The question is: what do we do with them and what is the bureaucracy that keeps us at bay? We have 22 member states of the EU and 22 members of NATO. It is quite interesting, however, that members of NATO are also members of the EU, so there is an interrelationship that I find quite interesting. The position that we are facing now is that we are a global nation, and perhaps one of the most global in the world, without actually realising it. We have had historic co-operation with our neighbours, but not within the Armed Forces area until recently.

I would like to draw your Lordships’ attention to the interesting position in which we find ourselves under the UN Convention on the Law of the Sea. The territorial land area belonging to the United Kingdom extends outwards to 200 nautical miles and is known as the economic exclusion zone—the EEZ—and this also applies to overseas territories. Just for fun, I looked at the world’s EEZs of some 45 million square kilometres, and found that 60% of this area, or 26 million square kilometres, is represented by the EEZs of the United Kingdom together with those of the Commonwealth and the British Overseas Territories. Some 16% of the EEZ area is represented by France and its overseas territories. Thus, together with France, we have an interesting control of the waters of the world. These zones account for the area almost from heaven above to hell beneath. On the other side, 15% of the EEZ area belongs to the United States, and a further 10% to NATO. In our future thinking on our Armed Forces, therefore, we must look at the maritime sector very closely. The world shipping fleet includes 21,000 Commonwealth vessels. That is about the same as those of Japan, Greece, Germany, China, USA, Russia, Norway and the Netherlands combined. We are therefore, to some extent, a very great maritime nation.

When we come to our trade, one of the fascinating issues when regarding it—and I was on the Trade Board for many years—is that we have always had a deficit on manufactures and a surplus on services that has made up for that. That is because we do not make as many things as we used to, and our raw materials, in general, are sourced from abroad. This deficit on manufactures, therefore, is supplemented by a surplus on services.
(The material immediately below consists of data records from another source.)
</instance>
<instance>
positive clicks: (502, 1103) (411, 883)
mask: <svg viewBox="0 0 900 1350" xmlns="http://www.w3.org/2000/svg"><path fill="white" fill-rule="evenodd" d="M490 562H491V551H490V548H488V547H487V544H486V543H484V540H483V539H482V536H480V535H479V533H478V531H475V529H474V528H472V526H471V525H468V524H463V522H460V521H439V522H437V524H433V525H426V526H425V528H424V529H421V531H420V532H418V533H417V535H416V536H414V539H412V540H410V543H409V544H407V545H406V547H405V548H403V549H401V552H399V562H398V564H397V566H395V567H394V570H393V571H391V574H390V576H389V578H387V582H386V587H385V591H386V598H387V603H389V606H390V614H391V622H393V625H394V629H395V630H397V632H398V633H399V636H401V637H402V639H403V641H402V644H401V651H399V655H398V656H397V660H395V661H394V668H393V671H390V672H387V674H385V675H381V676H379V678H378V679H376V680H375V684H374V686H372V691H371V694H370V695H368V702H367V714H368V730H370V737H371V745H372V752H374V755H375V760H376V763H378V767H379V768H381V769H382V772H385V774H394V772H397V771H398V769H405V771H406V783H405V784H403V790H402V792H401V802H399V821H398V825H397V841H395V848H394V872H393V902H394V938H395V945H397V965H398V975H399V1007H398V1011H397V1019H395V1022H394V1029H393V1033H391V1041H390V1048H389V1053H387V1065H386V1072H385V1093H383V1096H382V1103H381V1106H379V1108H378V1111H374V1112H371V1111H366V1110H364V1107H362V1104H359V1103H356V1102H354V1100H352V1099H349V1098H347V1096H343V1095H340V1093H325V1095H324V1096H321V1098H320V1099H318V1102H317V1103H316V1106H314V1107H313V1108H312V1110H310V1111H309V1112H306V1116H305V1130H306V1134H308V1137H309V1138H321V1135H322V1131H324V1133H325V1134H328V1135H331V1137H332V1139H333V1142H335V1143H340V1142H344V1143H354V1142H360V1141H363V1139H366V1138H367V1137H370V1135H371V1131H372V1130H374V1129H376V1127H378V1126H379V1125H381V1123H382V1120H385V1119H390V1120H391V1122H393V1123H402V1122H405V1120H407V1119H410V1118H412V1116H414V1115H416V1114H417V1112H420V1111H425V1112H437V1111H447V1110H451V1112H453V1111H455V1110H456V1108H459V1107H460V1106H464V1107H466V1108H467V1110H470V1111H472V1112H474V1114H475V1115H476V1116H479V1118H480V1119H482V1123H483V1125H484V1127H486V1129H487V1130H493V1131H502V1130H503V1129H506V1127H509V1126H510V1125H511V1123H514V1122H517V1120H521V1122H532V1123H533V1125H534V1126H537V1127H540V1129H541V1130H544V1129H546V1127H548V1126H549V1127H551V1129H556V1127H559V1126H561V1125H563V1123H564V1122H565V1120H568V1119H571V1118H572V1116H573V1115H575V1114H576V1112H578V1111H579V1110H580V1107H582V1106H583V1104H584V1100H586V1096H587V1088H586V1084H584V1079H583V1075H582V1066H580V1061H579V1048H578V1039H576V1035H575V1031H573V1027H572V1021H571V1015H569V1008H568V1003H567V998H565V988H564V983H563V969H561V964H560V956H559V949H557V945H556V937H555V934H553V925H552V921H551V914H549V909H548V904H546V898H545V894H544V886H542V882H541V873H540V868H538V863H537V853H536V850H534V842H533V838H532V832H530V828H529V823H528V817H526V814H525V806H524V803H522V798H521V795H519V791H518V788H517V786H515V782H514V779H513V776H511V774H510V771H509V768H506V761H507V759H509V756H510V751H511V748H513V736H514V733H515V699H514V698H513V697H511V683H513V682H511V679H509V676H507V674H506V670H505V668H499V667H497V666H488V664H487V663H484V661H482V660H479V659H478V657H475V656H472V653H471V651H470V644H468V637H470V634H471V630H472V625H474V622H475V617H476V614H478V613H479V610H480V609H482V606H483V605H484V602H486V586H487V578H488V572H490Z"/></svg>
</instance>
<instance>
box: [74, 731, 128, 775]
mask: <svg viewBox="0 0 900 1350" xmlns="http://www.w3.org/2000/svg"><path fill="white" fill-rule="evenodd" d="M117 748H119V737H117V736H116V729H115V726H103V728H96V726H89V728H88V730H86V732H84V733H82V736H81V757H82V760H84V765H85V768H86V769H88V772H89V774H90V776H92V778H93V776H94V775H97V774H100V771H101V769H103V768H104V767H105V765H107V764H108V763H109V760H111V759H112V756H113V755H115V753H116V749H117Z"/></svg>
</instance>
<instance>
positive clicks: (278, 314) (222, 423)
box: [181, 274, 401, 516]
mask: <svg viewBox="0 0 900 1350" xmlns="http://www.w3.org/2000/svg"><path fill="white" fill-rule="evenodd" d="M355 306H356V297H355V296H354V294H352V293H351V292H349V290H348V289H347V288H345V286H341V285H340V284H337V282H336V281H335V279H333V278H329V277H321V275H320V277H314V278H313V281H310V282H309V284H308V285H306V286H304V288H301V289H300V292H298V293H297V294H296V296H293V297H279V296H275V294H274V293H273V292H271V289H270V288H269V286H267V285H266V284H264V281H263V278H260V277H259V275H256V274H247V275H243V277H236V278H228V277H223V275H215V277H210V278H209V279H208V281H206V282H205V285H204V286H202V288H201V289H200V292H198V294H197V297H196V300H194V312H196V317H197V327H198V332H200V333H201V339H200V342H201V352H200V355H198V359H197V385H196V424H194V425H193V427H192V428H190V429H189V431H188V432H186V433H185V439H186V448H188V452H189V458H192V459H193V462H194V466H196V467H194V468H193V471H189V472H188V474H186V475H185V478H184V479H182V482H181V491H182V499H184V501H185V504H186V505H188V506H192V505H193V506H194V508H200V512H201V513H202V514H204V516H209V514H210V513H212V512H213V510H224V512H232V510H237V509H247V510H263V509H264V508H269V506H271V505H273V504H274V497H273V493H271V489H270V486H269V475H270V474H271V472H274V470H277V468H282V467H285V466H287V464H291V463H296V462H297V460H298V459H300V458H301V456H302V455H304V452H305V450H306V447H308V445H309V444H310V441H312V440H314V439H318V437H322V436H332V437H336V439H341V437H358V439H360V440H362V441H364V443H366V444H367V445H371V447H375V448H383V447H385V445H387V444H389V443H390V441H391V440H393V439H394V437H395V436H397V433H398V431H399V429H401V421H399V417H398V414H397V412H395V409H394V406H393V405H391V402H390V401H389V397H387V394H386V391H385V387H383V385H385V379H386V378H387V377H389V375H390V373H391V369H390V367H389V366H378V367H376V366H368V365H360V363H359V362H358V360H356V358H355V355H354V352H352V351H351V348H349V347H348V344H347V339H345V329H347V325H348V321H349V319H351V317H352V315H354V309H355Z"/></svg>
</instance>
It means that we have played, and should continue to play, a global role.

This makes me look at the situation with France—and I declare an interest because I am technically a French peasant farmer, as I grow a small amount of wine in France and have been attacked by wild boars, the biggest one of which weighed 300 kilos. There is therefore a certain sensitivity and I have worked closely with French companies over many years. The relationship between the United Kingdom and France is particularly good at this time, and there is much more co-operation and going together in various territories.

I turn, inevitably, to Africa—that vast continent that has many problems—and to the “pays francophone” in Africa, which were very substantial providers of raw materials for France. We cannot look at the defence of the world or of the realm without looking at the requirement to solve the problems in some of these territories, particularly Africa, where migration has occurred, production has fallen and raw materials have been left in the ground. Therefore, if you go back to the past and look at the scramble for Africa and such, there should be a new scramble for these areas, where we, with the protection of our Armed Forces, could help to regenerate much of the production of the past.

In looking at some of the recent migration figures, and trying to determine how accurate they might be—on who came from where to go where for what reason—it seems strange that much of the migration comes from countries that were originally colonised because of their raw materials and the capabilities that they had for produce and products that were required in the western world. That still applies. However dreamy it may be, it would be nice to think that a review of all the production areas of central Africa and others today might be undertaken, and consideration given as to how some of the mines might be reopened or the agricultural production put in place by those immigrants that we have here.

It is a very interesting time for us, and I am very proud of my belief that we have, man for man, the best Armed Forces in the world.